The licensed intellectual property includes 27 issued and pending international patents and describes the production of multi-valent vaccines for preventing alpha-viral infections resulting from bioterrorism or endemic disease. The patents will form the IP foundation of Defyrus' vaccine-development programs.
Defyrus and Ploughshare, a tech-transfer agency of the UK Ministry of Defence, plan to expand their partnership this year to include preclinical safety and efficacy studies, the company said.
Financial details of the licensing agreement were not disclosed.
Columbia U DNA Sequencing Shop Intelligent Bio-Systems Nets Undisclosed Financing
Columbia University Science and Technology Ventures said this week that Intelligent Bio-Systems, an exclusive licensee of certain Columbia DNA sequencing patents, has closed an undisclosed round of financing.
Norwich Ventures of Waltham, Mass., led the financing round. IBS is developing DNA sequencing systems using massive parallel sequencing on a proprietary chip.
"We are very pleased to have Norwich Ventures and additional investors in this round," Steven Gordon, CEO of IBS, said in a statement.
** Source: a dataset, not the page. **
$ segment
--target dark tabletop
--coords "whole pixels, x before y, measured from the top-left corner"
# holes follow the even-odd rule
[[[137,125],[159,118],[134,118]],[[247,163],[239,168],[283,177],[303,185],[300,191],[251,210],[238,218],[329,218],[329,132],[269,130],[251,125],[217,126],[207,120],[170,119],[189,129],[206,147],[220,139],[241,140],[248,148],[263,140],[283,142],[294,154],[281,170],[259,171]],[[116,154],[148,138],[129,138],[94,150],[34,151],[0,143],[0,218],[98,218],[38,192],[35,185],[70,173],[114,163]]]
He did not disclose the additional investors.
Gordon added that the investment will allow IBS to advance its prototype sequencer and deliver working instruments to the laboratories of undisclosed early-access collaborators this year.
Kauffman Foundation Accepting Entrepreneur Postdoc Applications
The Ewing Marion Kauffman Foundation said last week that it is now accepting applications for its new Entrepreneur Postdoctoral Fellowship program, which will train researchers in the area of technology commercialization and startup formation.
Program participants will learn how to evaluate research for marketplace potential and elements of the tech-transfer process. Each fellow will be matched with a business mentor with a scientific background, as well as an academic advisor.
The 12 postdocs will be selected in August, and the 2009-2010 program will begin in October, Kauffman said.
Applications can be submitted through the Kauffman website, and must be completed by May 1. Applicants' academic advisor submissions must be received by May 15.